Thanks, that revision only works if OR/AND has 1 or 2 arguments. In reality, it could be more than that, e.g., 

```
INDEX({1},1,IF(OR(FALSE,FALSE,FALSE),1,1))
```

I'd recommend reverting it in favor of more proper fix.
Comment 14 xican.yang 2022-02-25 19:07:09 UTC
Just thinking aloud, for BooleanFunction, can evaluateArray just call evaluate?
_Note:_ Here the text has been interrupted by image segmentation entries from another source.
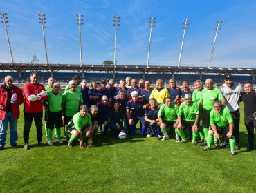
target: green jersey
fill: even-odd
[[[58,92],[57,94],[52,90],[47,92],[48,98],[46,103],[51,112],[59,112],[62,110],[62,93]]]
[[[210,113],[210,125],[217,125],[218,127],[226,127],[229,123],[233,123],[233,119],[230,111],[228,108],[221,108],[219,114],[217,114],[214,110]]]
[[[159,109],[158,116],[165,121],[177,121],[179,108],[176,104],[172,103],[170,108],[163,104]]]
[[[193,92],[192,101],[200,104],[200,102],[202,101],[202,91],[195,90]]]
[[[213,88],[212,90],[204,88],[202,90],[202,100],[203,107],[207,110],[212,110],[213,109],[213,103],[214,101],[221,101],[224,99],[221,91],[217,88]]]
[[[185,121],[195,121],[196,114],[199,114],[199,105],[196,102],[191,101],[188,106],[183,102],[179,108],[178,115],[182,116]]]
[[[65,103],[66,116],[73,116],[76,114],[82,102],[81,92],[72,92],[71,90],[65,91],[62,95],[62,103]]]
[[[65,92],[70,90],[69,85],[67,85],[66,88],[65,88]],[[81,92],[81,88],[79,85],[77,85],[75,88],[75,91],[78,92]]]
[[[91,116],[89,113],[86,113],[85,116],[83,117],[80,112],[77,112],[73,116],[68,125],[72,123],[74,124],[71,128],[77,130],[82,130],[85,126],[92,125]]]
[[[46,89],[46,91],[52,91],[53,90],[53,88],[51,88],[48,85],[46,86],[45,89]]]

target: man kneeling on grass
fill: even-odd
[[[188,128],[190,135],[192,136],[192,143],[196,145],[199,119],[199,105],[192,101],[191,94],[186,94],[184,96],[184,102],[179,108],[178,125],[175,129],[176,141],[180,142],[179,136],[181,137],[181,141],[185,141],[183,129]]]
[[[232,156],[235,155],[237,154],[235,150],[235,139],[232,135],[234,128],[233,119],[228,108],[222,106],[221,102],[219,101],[216,101],[213,103],[213,110],[210,113],[210,125],[211,128],[208,132],[207,137],[207,146],[203,150],[208,151],[211,149],[213,134],[220,141],[219,133],[223,132],[224,143],[226,143],[226,137],[228,137],[231,149],[230,154]]]
[[[68,141],[68,146],[72,148],[75,141],[78,139],[80,143],[80,148],[84,148],[83,134],[88,139],[87,148],[93,147],[93,134],[91,116],[88,112],[87,105],[82,105],[80,108],[80,111],[75,114],[71,121],[66,126],[67,132],[71,134]]]

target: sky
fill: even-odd
[[[50,63],[80,63],[76,14],[84,15],[81,29],[83,63],[113,61],[113,16],[120,16],[117,65],[146,65],[150,17],[156,17],[152,34],[149,65],[176,66],[183,20],[190,19],[181,66],[209,63],[217,20],[223,21],[212,67],[256,67],[256,1],[239,0],[8,0],[1,12],[8,17],[8,34],[16,63],[30,63],[36,55],[45,63],[44,44],[38,13],[46,18],[45,35]],[[6,32],[0,23],[0,62],[10,63]]]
I don't understand how OR(FALSE, FALSE, FALSE) is different in the context of array vs non-array.
Comment 15 PJ Fanning 2022-02-25 19:14:16 UTC
I'm not spending more time on this. I'm working on other stuff.
Comment 16 PJ Fanning 2022-02-25 19:20:03 UTC
I added r1898425 as one last change - as I said earlier I'm a volunteer and I don't want to spend time fixing stuff for other users. They can fix their own issues.
Comment 17 xican.yang 2022-02-25 19:22:39 UTC
(In reply to PJ Fanning from comment #16)
> I added r1898425 as one last change - as I said earlier I'm a volunteer and
> I don't want to spend time fixing stuff for other users. They can fix their
> own issues.

Appreciate your help!
Comment 18 PJ Fanning 2022-02-25 19:27:31 UTC
We are in the middle of a v5.2.1 release - these changes will not be in that release unless we run into a bigger problem that blocks the existing RC and that forces us to build a new RC. So likely that these changes won't appear until the v5.2.2 release (we typically only do 1 or 2 releases a year).